Es, desde luego, fundamental entender y combatir la influencia de los videojuegos, de las redes sociales, del consumismo, o apelar sobre todo a la responsabilidad de los padres que deben pagar los daños cometidos por sus hijos. La ausencia del padre, la sobrerrepresentación de las familias monoparentales, el lenguaje muy pobre de los niños, que cuentan con un stock de apenas 200 palabras, son dificultades que no pueden ser ignoradas. Pero estos esfuerzos serán inútiles si no se aborda la raíz del problema.
Sobre las verdaderas explicaciones de la situación, hay que decir la verdad, finalmente.

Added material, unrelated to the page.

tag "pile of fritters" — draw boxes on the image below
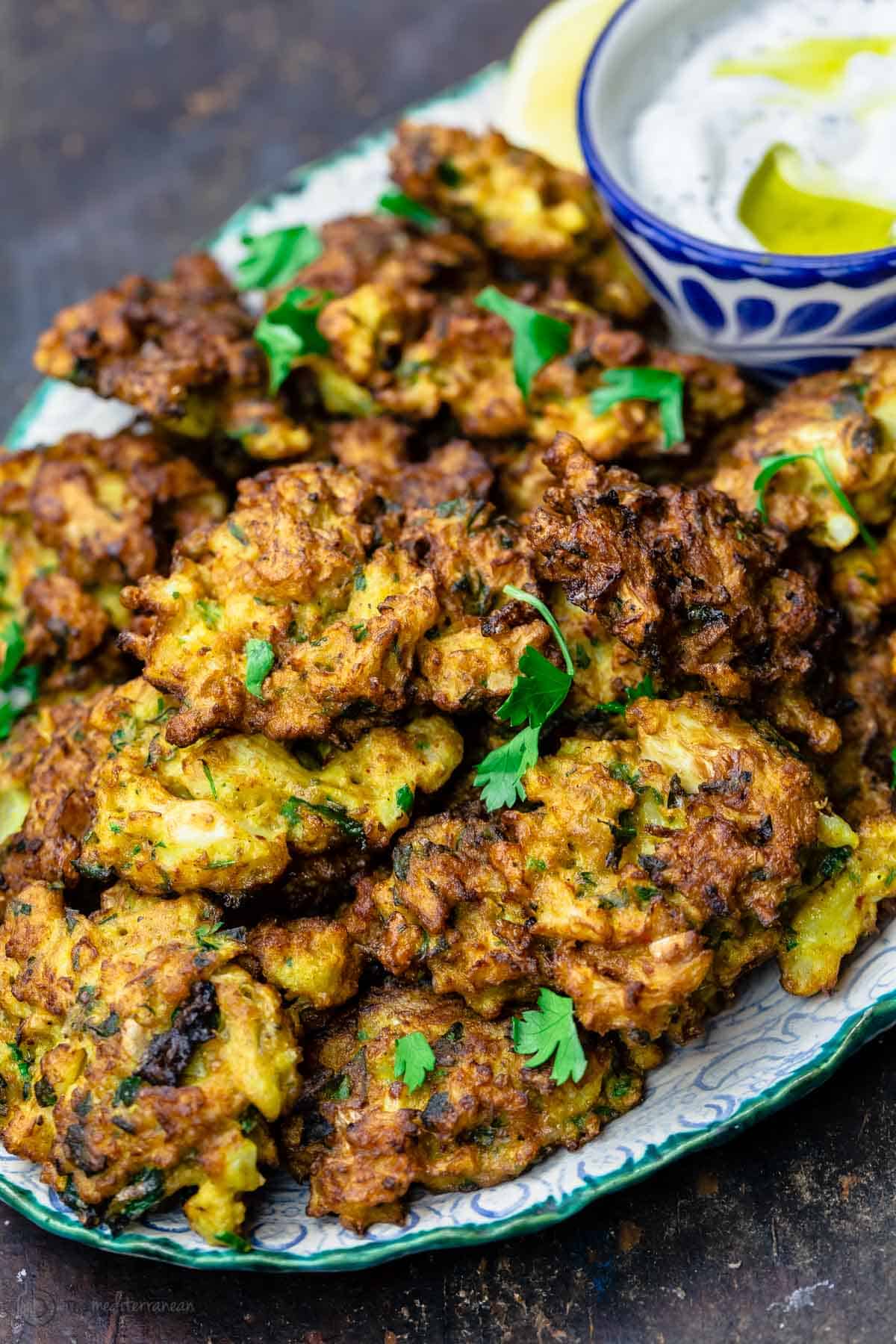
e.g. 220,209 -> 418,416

Estos disturbios son principalmente el resultado de una banalización de la violencia, lo que podríamos llamar un proceso de descivilización. Esta violencia, por desgracia, no es específica de los suburbios. Ya la vivimos durante las manifestaciones de los chalecos amarillos en 2019, o al margen de las manifestaciones contra la reforma de las pensiones con los grupos de ultraizquierda en 2023. La violencia no se desata impunemente sin que tenga consecuencias en todas las capas de la sociedad.

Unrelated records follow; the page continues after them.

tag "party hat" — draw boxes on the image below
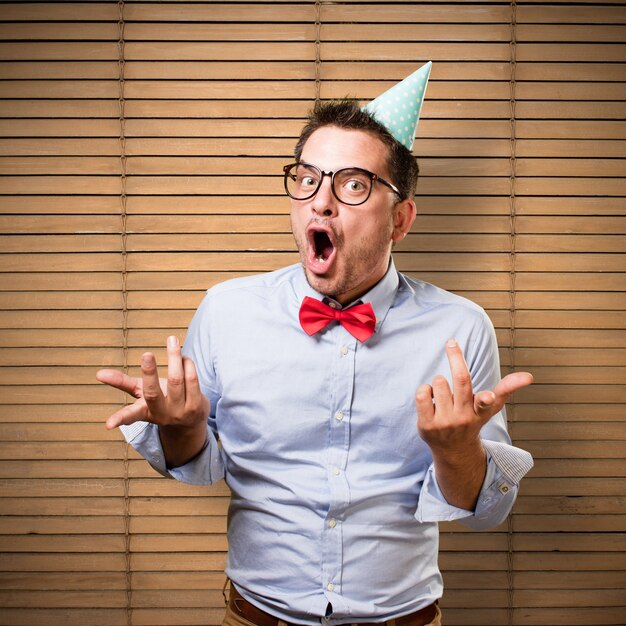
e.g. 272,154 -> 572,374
363,61 -> 433,150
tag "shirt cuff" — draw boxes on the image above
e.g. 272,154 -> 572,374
120,422 -> 224,485
415,440 -> 533,530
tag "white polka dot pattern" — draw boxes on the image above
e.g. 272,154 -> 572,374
363,61 -> 432,150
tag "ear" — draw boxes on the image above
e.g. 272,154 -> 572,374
391,198 -> 417,242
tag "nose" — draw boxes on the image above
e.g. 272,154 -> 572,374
311,174 -> 337,217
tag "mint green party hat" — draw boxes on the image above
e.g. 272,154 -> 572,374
363,61 -> 433,150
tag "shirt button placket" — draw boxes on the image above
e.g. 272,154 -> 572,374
323,327 -> 358,602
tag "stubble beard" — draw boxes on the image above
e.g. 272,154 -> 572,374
294,219 -> 393,299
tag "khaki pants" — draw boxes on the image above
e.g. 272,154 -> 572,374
222,606 -> 442,626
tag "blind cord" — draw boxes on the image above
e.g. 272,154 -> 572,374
315,0 -> 322,104
117,0 -> 132,626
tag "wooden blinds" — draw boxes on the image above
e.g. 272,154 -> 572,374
0,0 -> 626,626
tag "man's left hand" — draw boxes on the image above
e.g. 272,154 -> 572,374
416,340 -> 533,454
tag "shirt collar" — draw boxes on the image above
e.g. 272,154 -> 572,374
296,258 -> 400,331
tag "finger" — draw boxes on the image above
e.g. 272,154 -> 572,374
446,339 -> 474,410
433,376 -> 455,416
167,336 -> 185,414
415,385 -> 435,425
474,391 -> 502,418
141,352 -> 167,416
474,372 -> 533,417
183,357 -> 210,417
493,372 -> 533,404
96,369 -> 141,398
105,398 -> 148,430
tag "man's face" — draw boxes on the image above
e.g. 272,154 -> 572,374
291,126 -> 415,304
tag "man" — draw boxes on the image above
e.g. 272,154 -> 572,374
98,68 -> 532,626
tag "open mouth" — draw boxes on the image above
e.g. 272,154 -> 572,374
313,230 -> 334,262
307,227 -> 336,274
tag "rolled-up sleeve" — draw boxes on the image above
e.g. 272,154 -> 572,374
415,440 -> 533,530
120,422 -> 224,485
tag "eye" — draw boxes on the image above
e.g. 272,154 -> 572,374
300,176 -> 317,187
347,179 -> 366,193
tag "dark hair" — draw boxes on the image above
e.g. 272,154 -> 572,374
295,99 -> 419,200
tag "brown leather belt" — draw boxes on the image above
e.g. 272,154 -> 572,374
228,584 -> 437,626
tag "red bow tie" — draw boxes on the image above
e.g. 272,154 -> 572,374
300,296 -> 376,341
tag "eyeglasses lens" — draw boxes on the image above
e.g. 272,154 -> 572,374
285,163 -> 372,204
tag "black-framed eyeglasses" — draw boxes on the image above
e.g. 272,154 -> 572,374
283,161 -> 402,206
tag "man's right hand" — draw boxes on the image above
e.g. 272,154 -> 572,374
96,337 -> 210,467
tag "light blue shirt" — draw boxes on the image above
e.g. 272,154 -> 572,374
123,262 -> 532,625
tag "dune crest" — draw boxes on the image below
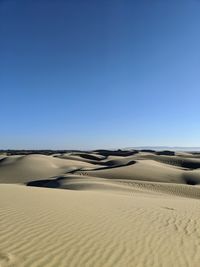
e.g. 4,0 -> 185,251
0,150 -> 200,267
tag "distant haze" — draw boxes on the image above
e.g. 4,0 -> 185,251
0,0 -> 200,149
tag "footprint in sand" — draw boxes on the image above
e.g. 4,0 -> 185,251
0,252 -> 17,267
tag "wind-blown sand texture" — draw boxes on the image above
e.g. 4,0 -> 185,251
0,150 -> 200,267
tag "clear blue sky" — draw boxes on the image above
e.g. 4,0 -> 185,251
0,0 -> 200,149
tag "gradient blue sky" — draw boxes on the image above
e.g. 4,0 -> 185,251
0,0 -> 200,149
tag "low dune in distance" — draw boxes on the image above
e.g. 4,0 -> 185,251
0,150 -> 200,267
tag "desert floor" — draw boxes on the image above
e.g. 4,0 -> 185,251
0,150 -> 200,267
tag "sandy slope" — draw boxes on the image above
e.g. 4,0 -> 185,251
0,151 -> 200,267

De año en año siguen aumentando los homicidios y agresiones. Los factores son plurales, pero es en particular el resultado de una laxitud en el pronunciamiento y en la ejecución de las sentencias, particularmente de las más pequeñas.
Esta violencia es también el resultado de una pérdida de autoridad más general.
Se amplificó bajo el efecto de una ideología pedagógica del niño-rey y horizontalista del individuo-rey. Esta es la responsabilidad de la escuela. Nuestro país ha perdido su autoridad, a través de la autoflagelación en los programas escolares; la República ha perdido su autoridad, por la renuncia a la educación cívica y moral; las autoridades estatales han perdido su autoridad, por el relativismo y el debilitamiento de su situación; los docentes han perdido su autoridad, por el cuestionamiento de los padres y la falta de apoyo jerárquico; como consecuencia y efecto dominó, son los padres quienes, a su vez, han perdido su autoridad.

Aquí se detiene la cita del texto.